Using python for writing models: How to run models in restricted python mode?

vinjvinj

I have an application which allows multiple users to write models.
These models get distributed on a grid of compute engines. users submit
their models through a web interface. I want to

1. restrict the user from doing any file io, exec, import, eval, etc. I
was thinking of writing a plugin for pylint to do all the checks? Is
this is a good way given that there is no restricted python. What are
the things I should serach for in python code

2. restrict the amount of memory a module uses as well. For instance
how can I restrict a user from doing a = range(10000000000) or similar
tasks so that my whole compute farm does not come down.

Thanks for your help

Nov 7 '05 #1

Subscribe Post Reply

2063

Mike Meyer

"vinjvinj" <vi******@gmail.com> writes:

1. restrict the user from doing any file io, exec, import, eval, etc. I
was thinking of writing a plugin for pylint to do all the checks? Is
this is a good way given that there is no restricted python. What are
the things I should serach for in python code
Um - I've got a restricted python module: rexec.py. Of course, it
doesn't work correctly, in that it isn't really secure. Python is very
powerful, and creating a secure sandbox is difficult - so much so that
the task has never been accomplished. If you want something that will
keep the obvious things from working, rexec.py might be for you - but
don't kid yourself that it's secure. If you need real security, I'd
consider switching to Jython, which at least has a VM which was
designed with building such sandboxes as a possibility.
2. restrict the amount of memory a module uses as well. For instance
how can I restrict a user from doing a = range(10000000000) or similar
tasks so that my whole compute farm does not come down.

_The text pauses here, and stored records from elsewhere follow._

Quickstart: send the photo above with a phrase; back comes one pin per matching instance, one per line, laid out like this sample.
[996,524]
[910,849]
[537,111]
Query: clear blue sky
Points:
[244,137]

This is equivalent to trying to limit the amount of CPU time the
module uses, which is better known as the halting problem. There's no
algorithmic solution to that. If you want verify that some module will
only use so much memory before executing it, the best you can do is
verify that they don't do anything obvious. If you want to restrict
them while they are running, you can probably get the OS to
help. Exactly how will depend on your requirements, and the OS
involved.

<Mike
--
Mike Meyer <mw*@mired.org> http://www.mired.org/home/mwm/
Independent WWW/Perforce/FreeBSD/Unix consultant, email for more information.

Nov 7 '05 #2

vinjvinj

While I understand 2 is very hard (if not impossible) to do in single
unix process. I'm not sure why 1 would be hard to do. Since I have
complete control to what code I can allow or not allow on my grid. Can
i not just search for certain strings and disallow the model if it
fails certain conditions. It might not be 100% secure but will it not
get me at 90%...

Nov 7 '05 #3

Mike Meyer

"vinjvinj" <vi******@gmail.com> writes:

While I understand 2 is very hard (if not impossible) to do in single
unix process. I'm not sure why 1 would be hard to do. Since I have
complete control to what code I can allow or not allow on my grid. Can
i not just search for certain strings and disallow the model if it
fails certain conditions. It might not be 100% secure but will it not
get me at 90%...

Sure you can search for certain strings. Python lets you build strings
dynamically, so you'd have to search for every possible way to create
those strings. Further, Python provides lots of tools for
introspection, meaning there are lots of ways to find these
"forbidden" objects other than mentioning their name.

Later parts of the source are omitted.